As the creative engineer on the project, I wanted to turn that into something immediate and public. Not a policy archive, but a tool people could actually use. Something that lets you check your state, understand the current landscape quickly, and move from abstract politics to visible positions.
Core Idea
The strongest move in the product was making the map the center of the experience. The map was not garnish. It was the plot.
Instead of presenting the bill as a long explanation first, I built the interface around navigation, orientation, and visibility. The map lets the issue become local. You are not just reading about a national debate. You are checking where your state and your representatives stand.
Data Visualization
The map was not decorative. It was the product.
I used it to compress a lot of information into something legible in seconds: state-level stance, yes/no distribution, hover summaries, direct selection, and deeper drill-down when a state is opened.
That mattered because the issue needed more than awareness.
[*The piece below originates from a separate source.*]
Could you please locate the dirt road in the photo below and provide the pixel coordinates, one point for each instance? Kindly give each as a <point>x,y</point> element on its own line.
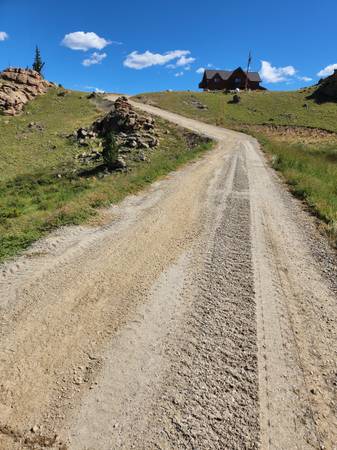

It needed legibility. The visualization turns scattered political signals into a public surface people can navigate, compare, and discuss without needing to decode the usual institutional PDF energy.
- State-by-state exploration through an interactive Nigeria map
- Color-coded stance reading for quick scanning
- Hover summaries for fast context
- Selected-state overlays for deeper inspection
- Aggregate vote distribution for a national read at a glance
Design Direction
I wanted the site to feel urgent and public-facing without becoming visually noisy. The direction leans into strong campaign energy: bold type, high-contrast structure, clear color signals, and simple interaction patterns that stay out of the way. Loud enough to move, disciplined enough to trust.
The product needed to feel accessible to someone arriving from social media, press coverage, or word of mouth. That meant fast orientation, low friction, and a visual language that feels active rather than institutional.
Engineering
On the engineering side, I kept the stack light and focused: React, Vite, Tailwind, Motion, Lenis, React Simple Maps, and D3 geographic tooling.
One of the more useful decisions was using a Google Sheets-backed data flow instead of building a heavier admin system. Very unglamorous, very correct. It made the tracker easier to update operationally while still letting the frontend normalize the data, join it with GeoJSON, and compute state-level and overall totals for the visualization.
- Google Sheets as an editable source of truth
- GeoJSON + map projection for the state visualization
- Frontend aggregation for state totals and stance counts
- Motion for overlays, dropdowns, and progressive disclosure
Impact
The project did what I wanted it to do: take a distant legislative issue and make it feel visible, current, and explorable.
It also travelled well. The work was featured by Premium Times and TechCabal, which mattered because distribution was part of the design problem too. The tracker was not just meant to sit online, it was meant to move through public conversation.
More than anything, I see 469 Tracker as an example of what I enjoy most: building products where interface, narrative, and data all need to work together for the thing to actually mean something.